Cuando era yo pequeño, pensaba que tener el Campo Grande al lado era lo más natural del Mundo; que todos los niños disfrutaban de un parque igual al lado de casa y, con esa ingenuidad infantil, no lo valoraba como debía. Ahora me doy cuenta que era un privilegiado y que tanto éste como el resto de jardines históricos que todavía quedan, es nuestra obligación conservarlos; protegerlos de políticos desaprensivos y clónicos arquitectos estrella, incapaces y sin escrúpulos, en busca de efímera gloria.

Nota: parece que no soy el único que padece desasosiego y desolación cada vez que vuelve a su tierra. Les adjunto el enlace de un artículo de Antonio Muñoz Molina que muestra como Ubeda, Madrid o Valladolid, entre otras muchas ciudades, deberían ser hermanadas en su degradación.

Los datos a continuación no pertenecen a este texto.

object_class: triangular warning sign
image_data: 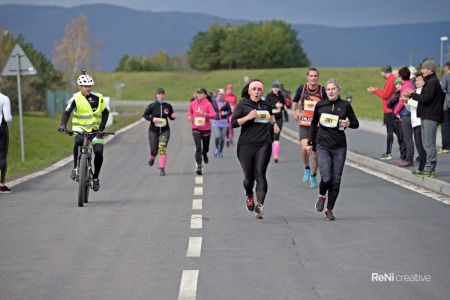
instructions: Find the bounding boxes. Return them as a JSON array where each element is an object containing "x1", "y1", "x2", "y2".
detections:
[{"x1": 2, "y1": 44, "x2": 37, "y2": 76}]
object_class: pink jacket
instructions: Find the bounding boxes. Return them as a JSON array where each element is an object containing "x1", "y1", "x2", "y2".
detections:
[
  {"x1": 394, "y1": 80, "x2": 414, "y2": 115},
  {"x1": 188, "y1": 98, "x2": 216, "y2": 130}
]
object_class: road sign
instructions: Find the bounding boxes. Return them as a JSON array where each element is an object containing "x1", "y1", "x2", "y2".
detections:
[
  {"x1": 2, "y1": 44, "x2": 37, "y2": 76},
  {"x1": 2, "y1": 44, "x2": 37, "y2": 162}
]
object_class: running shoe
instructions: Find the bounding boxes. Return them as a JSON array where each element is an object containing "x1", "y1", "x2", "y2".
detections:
[
  {"x1": 0, "y1": 185, "x2": 12, "y2": 194},
  {"x1": 70, "y1": 169, "x2": 77, "y2": 180},
  {"x1": 245, "y1": 196, "x2": 255, "y2": 212},
  {"x1": 325, "y1": 210, "x2": 335, "y2": 221},
  {"x1": 309, "y1": 174, "x2": 319, "y2": 188},
  {"x1": 195, "y1": 167, "x2": 203, "y2": 175},
  {"x1": 255, "y1": 203, "x2": 264, "y2": 219},
  {"x1": 416, "y1": 171, "x2": 436, "y2": 178},
  {"x1": 316, "y1": 195, "x2": 327, "y2": 211},
  {"x1": 92, "y1": 179, "x2": 100, "y2": 192},
  {"x1": 380, "y1": 153, "x2": 392, "y2": 160},
  {"x1": 303, "y1": 169, "x2": 311, "y2": 182}
]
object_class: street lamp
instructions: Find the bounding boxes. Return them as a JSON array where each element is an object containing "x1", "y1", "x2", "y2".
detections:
[{"x1": 440, "y1": 36, "x2": 448, "y2": 71}]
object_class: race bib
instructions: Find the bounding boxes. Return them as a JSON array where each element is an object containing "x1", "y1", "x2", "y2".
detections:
[
  {"x1": 272, "y1": 107, "x2": 281, "y2": 114},
  {"x1": 319, "y1": 114, "x2": 339, "y2": 128},
  {"x1": 255, "y1": 110, "x2": 270, "y2": 123},
  {"x1": 194, "y1": 117, "x2": 206, "y2": 126},
  {"x1": 153, "y1": 118, "x2": 167, "y2": 127},
  {"x1": 303, "y1": 100, "x2": 317, "y2": 111}
]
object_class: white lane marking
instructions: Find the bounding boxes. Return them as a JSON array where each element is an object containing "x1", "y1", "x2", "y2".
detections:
[
  {"x1": 8, "y1": 118, "x2": 145, "y2": 187},
  {"x1": 195, "y1": 176, "x2": 203, "y2": 184},
  {"x1": 192, "y1": 199, "x2": 203, "y2": 209},
  {"x1": 281, "y1": 129, "x2": 450, "y2": 205},
  {"x1": 191, "y1": 215, "x2": 203, "y2": 229},
  {"x1": 194, "y1": 186, "x2": 203, "y2": 196},
  {"x1": 178, "y1": 270, "x2": 199, "y2": 300},
  {"x1": 186, "y1": 236, "x2": 202, "y2": 257}
]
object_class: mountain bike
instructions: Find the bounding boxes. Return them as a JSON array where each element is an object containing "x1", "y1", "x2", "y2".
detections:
[{"x1": 66, "y1": 131, "x2": 115, "y2": 207}]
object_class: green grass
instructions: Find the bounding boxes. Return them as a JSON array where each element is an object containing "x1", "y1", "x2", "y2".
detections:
[
  {"x1": 92, "y1": 68, "x2": 384, "y2": 119},
  {"x1": 6, "y1": 107, "x2": 142, "y2": 182}
]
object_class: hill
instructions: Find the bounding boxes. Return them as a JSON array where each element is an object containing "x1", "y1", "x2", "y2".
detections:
[{"x1": 0, "y1": 4, "x2": 450, "y2": 71}]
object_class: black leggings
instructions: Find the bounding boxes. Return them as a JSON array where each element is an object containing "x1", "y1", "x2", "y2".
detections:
[
  {"x1": 237, "y1": 144, "x2": 272, "y2": 204},
  {"x1": 73, "y1": 135, "x2": 103, "y2": 179},
  {"x1": 0, "y1": 125, "x2": 9, "y2": 183},
  {"x1": 148, "y1": 129, "x2": 170, "y2": 157},
  {"x1": 192, "y1": 128, "x2": 211, "y2": 165}
]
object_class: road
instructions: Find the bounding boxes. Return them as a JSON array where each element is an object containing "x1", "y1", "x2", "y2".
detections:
[{"x1": 0, "y1": 113, "x2": 450, "y2": 300}]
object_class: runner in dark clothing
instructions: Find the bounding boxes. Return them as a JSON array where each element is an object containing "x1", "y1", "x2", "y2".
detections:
[
  {"x1": 306, "y1": 78, "x2": 359, "y2": 220},
  {"x1": 231, "y1": 80, "x2": 280, "y2": 219},
  {"x1": 143, "y1": 88, "x2": 176, "y2": 176},
  {"x1": 266, "y1": 82, "x2": 286, "y2": 163}
]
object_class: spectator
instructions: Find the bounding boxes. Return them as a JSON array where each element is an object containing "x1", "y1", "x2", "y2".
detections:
[
  {"x1": 403, "y1": 60, "x2": 443, "y2": 178},
  {"x1": 394, "y1": 67, "x2": 414, "y2": 167},
  {"x1": 438, "y1": 61, "x2": 450, "y2": 154},
  {"x1": 367, "y1": 65, "x2": 395, "y2": 159}
]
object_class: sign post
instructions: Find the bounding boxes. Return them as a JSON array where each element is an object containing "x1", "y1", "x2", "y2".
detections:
[{"x1": 2, "y1": 44, "x2": 37, "y2": 162}]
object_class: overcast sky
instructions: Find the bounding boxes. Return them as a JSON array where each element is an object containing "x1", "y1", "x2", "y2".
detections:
[{"x1": 0, "y1": 0, "x2": 450, "y2": 27}]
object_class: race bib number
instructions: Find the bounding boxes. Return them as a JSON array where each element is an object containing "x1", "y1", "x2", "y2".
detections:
[
  {"x1": 194, "y1": 117, "x2": 206, "y2": 126},
  {"x1": 255, "y1": 110, "x2": 270, "y2": 123},
  {"x1": 303, "y1": 100, "x2": 317, "y2": 111},
  {"x1": 319, "y1": 114, "x2": 339, "y2": 128},
  {"x1": 153, "y1": 118, "x2": 167, "y2": 127},
  {"x1": 272, "y1": 107, "x2": 281, "y2": 114}
]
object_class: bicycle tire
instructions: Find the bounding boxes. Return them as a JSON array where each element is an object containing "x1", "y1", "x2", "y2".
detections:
[{"x1": 78, "y1": 153, "x2": 88, "y2": 207}]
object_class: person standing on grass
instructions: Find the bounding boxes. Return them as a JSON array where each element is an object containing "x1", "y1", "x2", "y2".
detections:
[
  {"x1": 0, "y1": 77, "x2": 12, "y2": 194},
  {"x1": 143, "y1": 88, "x2": 176, "y2": 176},
  {"x1": 231, "y1": 79, "x2": 280, "y2": 219},
  {"x1": 367, "y1": 65, "x2": 396, "y2": 160}
]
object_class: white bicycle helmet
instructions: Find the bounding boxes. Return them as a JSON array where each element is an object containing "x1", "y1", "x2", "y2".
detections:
[{"x1": 77, "y1": 74, "x2": 94, "y2": 85}]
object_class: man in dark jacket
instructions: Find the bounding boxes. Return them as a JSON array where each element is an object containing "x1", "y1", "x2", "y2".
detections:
[{"x1": 403, "y1": 60, "x2": 443, "y2": 178}]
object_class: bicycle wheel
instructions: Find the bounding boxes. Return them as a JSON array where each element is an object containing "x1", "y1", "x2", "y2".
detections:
[{"x1": 78, "y1": 153, "x2": 88, "y2": 207}]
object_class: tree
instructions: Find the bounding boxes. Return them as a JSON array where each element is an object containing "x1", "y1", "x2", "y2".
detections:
[{"x1": 53, "y1": 14, "x2": 100, "y2": 86}]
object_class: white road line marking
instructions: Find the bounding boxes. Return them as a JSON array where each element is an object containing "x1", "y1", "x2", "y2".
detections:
[
  {"x1": 192, "y1": 199, "x2": 203, "y2": 209},
  {"x1": 195, "y1": 176, "x2": 203, "y2": 184},
  {"x1": 194, "y1": 186, "x2": 203, "y2": 196},
  {"x1": 178, "y1": 270, "x2": 199, "y2": 300},
  {"x1": 191, "y1": 215, "x2": 203, "y2": 229},
  {"x1": 186, "y1": 236, "x2": 202, "y2": 257},
  {"x1": 282, "y1": 129, "x2": 450, "y2": 205}
]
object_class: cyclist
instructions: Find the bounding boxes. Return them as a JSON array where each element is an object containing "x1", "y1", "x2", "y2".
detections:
[
  {"x1": 143, "y1": 88, "x2": 176, "y2": 176},
  {"x1": 292, "y1": 68, "x2": 327, "y2": 188},
  {"x1": 58, "y1": 69, "x2": 109, "y2": 192}
]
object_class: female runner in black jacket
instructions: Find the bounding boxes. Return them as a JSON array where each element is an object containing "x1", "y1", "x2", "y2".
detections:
[{"x1": 231, "y1": 79, "x2": 280, "y2": 219}]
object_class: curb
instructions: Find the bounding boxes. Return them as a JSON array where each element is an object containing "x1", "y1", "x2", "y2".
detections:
[{"x1": 282, "y1": 127, "x2": 450, "y2": 197}]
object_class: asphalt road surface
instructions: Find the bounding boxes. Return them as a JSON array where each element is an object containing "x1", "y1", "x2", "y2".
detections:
[{"x1": 0, "y1": 113, "x2": 450, "y2": 300}]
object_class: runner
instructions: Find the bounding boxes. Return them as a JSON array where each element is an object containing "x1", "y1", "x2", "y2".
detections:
[
  {"x1": 306, "y1": 78, "x2": 359, "y2": 221},
  {"x1": 188, "y1": 88, "x2": 216, "y2": 175},
  {"x1": 231, "y1": 79, "x2": 280, "y2": 219},
  {"x1": 224, "y1": 84, "x2": 237, "y2": 147},
  {"x1": 266, "y1": 82, "x2": 286, "y2": 163},
  {"x1": 212, "y1": 89, "x2": 231, "y2": 157},
  {"x1": 292, "y1": 68, "x2": 327, "y2": 188},
  {"x1": 143, "y1": 88, "x2": 176, "y2": 176}
]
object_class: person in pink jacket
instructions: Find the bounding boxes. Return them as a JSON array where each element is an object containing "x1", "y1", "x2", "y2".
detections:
[{"x1": 188, "y1": 88, "x2": 216, "y2": 175}]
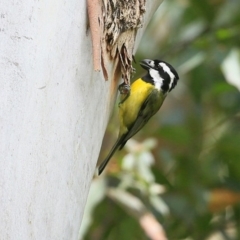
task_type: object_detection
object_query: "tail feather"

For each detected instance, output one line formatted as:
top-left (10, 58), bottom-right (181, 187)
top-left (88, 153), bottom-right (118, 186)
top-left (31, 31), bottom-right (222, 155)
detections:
top-left (98, 135), bottom-right (125, 175)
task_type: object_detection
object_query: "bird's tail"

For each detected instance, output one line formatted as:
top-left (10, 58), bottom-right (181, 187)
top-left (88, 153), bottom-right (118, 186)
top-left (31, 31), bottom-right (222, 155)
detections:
top-left (98, 135), bottom-right (125, 175)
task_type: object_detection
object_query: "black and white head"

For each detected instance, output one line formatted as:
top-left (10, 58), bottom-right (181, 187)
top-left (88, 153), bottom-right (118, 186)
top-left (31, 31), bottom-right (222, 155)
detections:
top-left (140, 59), bottom-right (179, 93)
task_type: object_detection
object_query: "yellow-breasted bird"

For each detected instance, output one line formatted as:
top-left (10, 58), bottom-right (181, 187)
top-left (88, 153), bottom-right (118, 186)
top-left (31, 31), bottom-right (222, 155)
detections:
top-left (98, 59), bottom-right (179, 175)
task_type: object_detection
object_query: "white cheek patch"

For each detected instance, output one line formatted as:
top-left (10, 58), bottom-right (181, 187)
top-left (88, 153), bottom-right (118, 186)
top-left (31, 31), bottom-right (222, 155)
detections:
top-left (159, 62), bottom-right (175, 89)
top-left (149, 68), bottom-right (163, 91)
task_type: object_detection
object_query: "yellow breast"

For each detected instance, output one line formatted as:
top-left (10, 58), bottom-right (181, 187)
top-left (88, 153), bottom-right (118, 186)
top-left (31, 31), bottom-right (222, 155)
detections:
top-left (119, 78), bottom-right (154, 134)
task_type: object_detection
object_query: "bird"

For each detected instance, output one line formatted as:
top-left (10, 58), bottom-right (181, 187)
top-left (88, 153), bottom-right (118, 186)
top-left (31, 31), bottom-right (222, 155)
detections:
top-left (98, 59), bottom-right (179, 175)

Yo siempre pensé que la modernidad consistía en convertir el duro baldosín de nuestras calles en un espacio verde; en plantar árboles donde no había sombra o construir fuentes y estanques que refrescasen nuestras inhóspitas ciudades; en hacer parques y plazas para disfrute, refresco y esparcimiento de los ciudadanos. Hasta que llegué a la conclusión que estaba anticuado y fuera de onda, anticipadamente carca.